After the sessions, delegates conversed on how GBrowse 2.0 could be revelatory with its rubber banding and other Google-map-like features, with the future upgrade of GBrowse requiring a full revamp of existing features.
After Stein’s talk, many delegates were abuzz about such an upgrade, including one scientist who touted the new version’s ability to “zoom in” within a given window.
Epigenomics Tools Touted
Epigenomics was another key theme at the conference. Christoph Bock from the Max-Planck-Institut for Informatik in Saarbruken, Germany, discussed Epigraph, a software tool for analyzing multiple types of genomic data in order to predict epigenetic features.
In a conversation with BioInform, Bock explained that Epigraph has been used in various studies, including one designed to predict the disposition for bipolar disease and other psychological disorders.
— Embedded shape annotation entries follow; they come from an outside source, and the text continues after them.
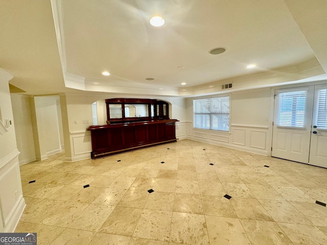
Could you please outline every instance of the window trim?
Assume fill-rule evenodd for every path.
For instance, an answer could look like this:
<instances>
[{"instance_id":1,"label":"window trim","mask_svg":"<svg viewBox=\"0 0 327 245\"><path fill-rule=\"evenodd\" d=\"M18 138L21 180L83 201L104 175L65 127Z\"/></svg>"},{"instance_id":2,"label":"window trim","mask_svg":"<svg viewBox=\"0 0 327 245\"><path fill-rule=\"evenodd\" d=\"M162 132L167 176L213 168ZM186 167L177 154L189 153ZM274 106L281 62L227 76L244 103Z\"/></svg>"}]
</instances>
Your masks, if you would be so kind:
<instances>
[{"instance_id":1,"label":"window trim","mask_svg":"<svg viewBox=\"0 0 327 245\"><path fill-rule=\"evenodd\" d=\"M211 120L211 115L223 115L226 114L226 113L217 113L214 112L210 112L209 113L197 113L198 114L207 114L209 115L209 128L205 129L201 128L196 128L194 127L194 115L195 113L194 112L194 101L200 100L211 100L214 99L217 99L222 97L228 97L229 98L229 112L228 113L228 130L222 130L219 129L212 129L212 120ZM192 129L196 130L204 130L204 131L212 131L214 132L219 132L219 133L223 133L223 134L230 134L230 130L231 130L231 122L230 122L230 115L231 115L231 94L230 93L224 93L220 95L215 94L210 96L199 96L192 98Z\"/></svg>"}]
</instances>

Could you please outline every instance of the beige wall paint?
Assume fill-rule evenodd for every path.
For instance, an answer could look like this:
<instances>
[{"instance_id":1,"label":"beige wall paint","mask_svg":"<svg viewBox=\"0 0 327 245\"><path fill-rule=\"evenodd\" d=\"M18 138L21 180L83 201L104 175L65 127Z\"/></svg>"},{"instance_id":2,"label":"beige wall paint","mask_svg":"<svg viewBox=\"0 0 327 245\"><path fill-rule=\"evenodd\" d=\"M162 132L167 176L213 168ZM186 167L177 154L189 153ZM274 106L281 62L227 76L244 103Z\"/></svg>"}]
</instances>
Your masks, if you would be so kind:
<instances>
[{"instance_id":1,"label":"beige wall paint","mask_svg":"<svg viewBox=\"0 0 327 245\"><path fill-rule=\"evenodd\" d=\"M25 207L8 83L12 78L0 69L0 120L12 122L0 134L0 232L13 232Z\"/></svg>"},{"instance_id":2,"label":"beige wall paint","mask_svg":"<svg viewBox=\"0 0 327 245\"><path fill-rule=\"evenodd\" d=\"M20 94L11 94L17 147L20 152L19 165L36 159L29 97Z\"/></svg>"}]
</instances>

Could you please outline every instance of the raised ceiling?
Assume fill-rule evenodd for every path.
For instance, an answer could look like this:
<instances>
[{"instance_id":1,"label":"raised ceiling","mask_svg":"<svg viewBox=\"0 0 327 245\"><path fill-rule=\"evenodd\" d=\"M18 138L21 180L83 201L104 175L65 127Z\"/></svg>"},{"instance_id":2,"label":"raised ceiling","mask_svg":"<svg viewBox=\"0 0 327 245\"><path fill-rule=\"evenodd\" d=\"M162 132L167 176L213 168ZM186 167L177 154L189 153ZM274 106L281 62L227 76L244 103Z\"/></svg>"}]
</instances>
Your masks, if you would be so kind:
<instances>
[{"instance_id":1,"label":"raised ceiling","mask_svg":"<svg viewBox=\"0 0 327 245\"><path fill-rule=\"evenodd\" d=\"M308 17L324 15L317 12L327 9L324 0L4 2L0 67L31 94L71 88L190 96L206 86L217 92L225 81L274 76L277 83L327 69L326 51L316 43L324 29L308 31L325 27L325 18ZM298 14L303 8L308 14ZM150 24L156 15L162 27ZM219 47L226 52L209 54Z\"/></svg>"}]
</instances>

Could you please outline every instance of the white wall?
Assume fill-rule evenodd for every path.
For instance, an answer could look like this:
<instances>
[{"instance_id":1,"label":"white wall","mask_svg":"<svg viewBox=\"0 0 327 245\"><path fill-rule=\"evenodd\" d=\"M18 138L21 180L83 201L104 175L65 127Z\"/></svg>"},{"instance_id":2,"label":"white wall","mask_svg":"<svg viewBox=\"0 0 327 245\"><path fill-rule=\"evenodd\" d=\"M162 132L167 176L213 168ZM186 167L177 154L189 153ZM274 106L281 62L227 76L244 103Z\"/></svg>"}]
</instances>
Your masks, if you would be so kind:
<instances>
[{"instance_id":1,"label":"white wall","mask_svg":"<svg viewBox=\"0 0 327 245\"><path fill-rule=\"evenodd\" d=\"M135 97L126 94L95 95L90 94L65 94L61 95L64 97L62 100L65 103L67 127L69 139L65 139L66 158L67 161L78 161L89 158L91 145L91 135L87 128L92 125L92 104L97 102L98 124L106 124L107 118L104 100L116 97ZM186 137L186 123L185 121L185 99L181 97L158 97L149 98L146 96L139 96L142 99L156 99L170 103L170 117L181 121L176 124L176 137L181 139ZM63 105L62 105L62 106ZM65 128L64 122L64 128ZM64 128L64 131L65 129ZM67 144L69 143L69 149Z\"/></svg>"},{"instance_id":2,"label":"white wall","mask_svg":"<svg viewBox=\"0 0 327 245\"><path fill-rule=\"evenodd\" d=\"M25 207L9 92L10 74L0 69L0 232L13 232ZM12 122L3 127L5 118Z\"/></svg>"},{"instance_id":3,"label":"white wall","mask_svg":"<svg viewBox=\"0 0 327 245\"><path fill-rule=\"evenodd\" d=\"M229 132L193 128L193 99L186 99L187 137L269 155L271 153L272 122L272 118L270 116L271 89L235 92L229 94ZM214 95L211 95L213 96Z\"/></svg>"},{"instance_id":4,"label":"white wall","mask_svg":"<svg viewBox=\"0 0 327 245\"><path fill-rule=\"evenodd\" d=\"M61 151L59 123L61 115L58 116L58 96L40 96L34 97L35 117L38 137L40 155L36 154L38 160L43 160L49 156ZM36 137L34 137L35 140Z\"/></svg>"},{"instance_id":5,"label":"white wall","mask_svg":"<svg viewBox=\"0 0 327 245\"><path fill-rule=\"evenodd\" d=\"M33 139L30 98L28 95L11 94L17 147L20 152L19 165L36 160Z\"/></svg>"}]
</instances>

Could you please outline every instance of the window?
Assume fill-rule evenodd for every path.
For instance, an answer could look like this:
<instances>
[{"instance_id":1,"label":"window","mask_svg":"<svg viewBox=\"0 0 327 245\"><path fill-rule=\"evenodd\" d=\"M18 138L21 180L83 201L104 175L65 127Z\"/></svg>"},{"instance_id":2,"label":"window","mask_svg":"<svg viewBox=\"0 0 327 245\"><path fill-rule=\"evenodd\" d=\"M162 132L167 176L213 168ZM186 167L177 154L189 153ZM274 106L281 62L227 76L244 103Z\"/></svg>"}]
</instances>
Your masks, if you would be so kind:
<instances>
[{"instance_id":1,"label":"window","mask_svg":"<svg viewBox=\"0 0 327 245\"><path fill-rule=\"evenodd\" d=\"M319 90L317 127L327 129L327 89Z\"/></svg>"},{"instance_id":2,"label":"window","mask_svg":"<svg viewBox=\"0 0 327 245\"><path fill-rule=\"evenodd\" d=\"M277 126L305 127L307 93L303 90L278 94Z\"/></svg>"},{"instance_id":3,"label":"window","mask_svg":"<svg viewBox=\"0 0 327 245\"><path fill-rule=\"evenodd\" d=\"M197 129L229 130L229 96L193 101L193 127Z\"/></svg>"}]
</instances>

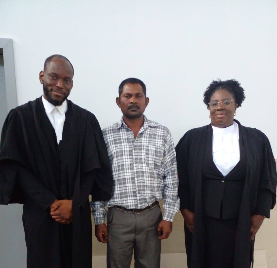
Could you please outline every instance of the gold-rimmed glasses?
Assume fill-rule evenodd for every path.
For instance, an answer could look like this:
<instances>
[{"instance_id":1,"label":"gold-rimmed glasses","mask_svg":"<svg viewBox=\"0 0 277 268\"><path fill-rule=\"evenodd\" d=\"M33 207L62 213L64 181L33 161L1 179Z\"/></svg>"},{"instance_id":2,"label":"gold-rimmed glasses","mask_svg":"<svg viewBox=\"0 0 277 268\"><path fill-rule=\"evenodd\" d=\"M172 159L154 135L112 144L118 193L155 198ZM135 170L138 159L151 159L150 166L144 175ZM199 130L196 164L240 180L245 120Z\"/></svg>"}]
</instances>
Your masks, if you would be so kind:
<instances>
[{"instance_id":1,"label":"gold-rimmed glasses","mask_svg":"<svg viewBox=\"0 0 277 268\"><path fill-rule=\"evenodd\" d=\"M209 102L208 104L209 104L210 107L210 109L211 109L213 110L215 110L217 109L219 106L219 103L221 104L221 106L223 108L229 108L231 106L231 103L232 102L234 101L233 100L229 100L229 99L226 99L226 100L224 100L222 102L218 102L217 100L213 100L210 102Z\"/></svg>"}]
</instances>

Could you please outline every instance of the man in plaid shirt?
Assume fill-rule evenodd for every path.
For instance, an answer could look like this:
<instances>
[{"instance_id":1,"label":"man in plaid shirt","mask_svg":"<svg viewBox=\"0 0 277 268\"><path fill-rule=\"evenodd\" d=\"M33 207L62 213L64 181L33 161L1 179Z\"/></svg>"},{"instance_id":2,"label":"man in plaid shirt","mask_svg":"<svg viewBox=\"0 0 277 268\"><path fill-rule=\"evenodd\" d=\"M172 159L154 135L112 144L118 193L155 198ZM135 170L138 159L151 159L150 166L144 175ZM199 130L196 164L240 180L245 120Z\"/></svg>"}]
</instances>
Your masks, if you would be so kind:
<instances>
[{"instance_id":1,"label":"man in plaid shirt","mask_svg":"<svg viewBox=\"0 0 277 268\"><path fill-rule=\"evenodd\" d=\"M160 267L161 240L168 237L179 210L178 178L171 134L143 115L149 102L143 83L128 78L116 103L123 116L103 130L114 186L107 202L91 203L98 241L108 243L108 268ZM158 200L164 200L163 217ZM106 211L108 228L104 223Z\"/></svg>"}]
</instances>

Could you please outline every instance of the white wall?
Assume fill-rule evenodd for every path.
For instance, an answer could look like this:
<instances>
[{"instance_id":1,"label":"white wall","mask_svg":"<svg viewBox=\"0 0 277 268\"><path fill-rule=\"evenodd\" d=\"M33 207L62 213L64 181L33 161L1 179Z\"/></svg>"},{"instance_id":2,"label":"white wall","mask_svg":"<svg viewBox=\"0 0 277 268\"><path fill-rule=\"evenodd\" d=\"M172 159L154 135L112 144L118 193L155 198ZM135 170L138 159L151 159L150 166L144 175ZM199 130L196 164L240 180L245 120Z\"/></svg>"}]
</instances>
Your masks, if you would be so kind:
<instances>
[{"instance_id":1,"label":"white wall","mask_svg":"<svg viewBox=\"0 0 277 268\"><path fill-rule=\"evenodd\" d=\"M235 118L265 133L276 157L276 12L275 0L1 0L0 37L14 40L19 104L42 94L44 61L61 54L75 70L70 98L102 127L119 120L118 86L134 76L147 88L146 115L175 144L209 123L212 80L235 78L246 96Z\"/></svg>"},{"instance_id":2,"label":"white wall","mask_svg":"<svg viewBox=\"0 0 277 268\"><path fill-rule=\"evenodd\" d=\"M246 96L235 118L266 133L277 158L276 12L276 0L1 0L0 38L14 40L19 104L42 94L44 60L61 54L75 69L70 98L102 127L119 119L118 85L136 77L145 114L175 144L209 123L203 95L212 80L235 78Z\"/></svg>"}]
</instances>

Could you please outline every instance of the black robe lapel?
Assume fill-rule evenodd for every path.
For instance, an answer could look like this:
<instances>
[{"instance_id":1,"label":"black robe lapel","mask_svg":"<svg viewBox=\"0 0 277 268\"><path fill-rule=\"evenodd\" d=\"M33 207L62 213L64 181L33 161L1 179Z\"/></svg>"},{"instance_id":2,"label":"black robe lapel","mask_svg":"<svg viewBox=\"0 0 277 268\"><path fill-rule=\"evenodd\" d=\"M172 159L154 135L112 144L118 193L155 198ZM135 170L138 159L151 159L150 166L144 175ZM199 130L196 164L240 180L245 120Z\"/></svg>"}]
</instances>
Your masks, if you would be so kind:
<instances>
[{"instance_id":1,"label":"black robe lapel","mask_svg":"<svg viewBox=\"0 0 277 268\"><path fill-rule=\"evenodd\" d=\"M42 123L42 117L43 113L44 113L45 114L45 116L47 117L47 116L45 113L44 108L42 109L43 106L42 106L42 105L43 105L43 104L41 98L39 98L36 100L34 107L33 107L35 128L40 140L40 146L43 152L43 156L46 163L47 169L50 176L52 178L54 178L55 176L53 171L53 165L51 160L51 154L49 150L51 148L52 150L55 150L53 151L55 152L55 149L54 147L53 142L52 141L52 143L50 143L48 139L46 138L47 136L46 136L42 128L44 126L44 124ZM49 121L49 119L48 120ZM46 130L44 130L44 131L47 133Z\"/></svg>"}]
</instances>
The tool is able to "assess whether this is likely to be an epigenetic effect or whether this is just a genetic effect," and whether a various region is prone to epigenetic silencing or not, which he said increases the risk of psychological distress.
Bock claimed other epigenetic research projects were successful. For instance, by integrating multiple epigenome predictions across tissue boundaries and from myriad cell types, his team found that a subset of CpG islands are characterized by a “ubiquitously open chromatin structure.” Based on this finding, the researchers developed a method for predicting CpG islands that improves upon “traditional CpG island definitions,” according to the paper abstract.
Epigraph relies on a large epigenome database to identify common genetic features, and it automatically calculates appropriate control sets and a range of potentially predictive genomic and epigenetic features. Based on such data, the software uses statistics to identify features that are significantly different between cases and controls, and performs more advanced machine-learning analyses.
Bock said that the tool can be particularly useful when working with histone modifications as well as when performing ChIP-on-chip analyses. The tool is accessible by contacting the Bock at [email protected]
Other epigenomics talks included Jim Kent of UCSC discussing the display of associations and improving alignments and the gene set at UCSC.
The Case for Openness
Michael Ashburner of the University of Cambridge genetics department was introduced as a proponent of “openness,” which the bioinformatics community has embraced. In his keynote, he talked about the need to develop a resource for community annotation, such as the kind provided by Wikipedia. But he cautioned that “it’s too early to tell if these community annotation [sites will be viable], if they are sustainable.”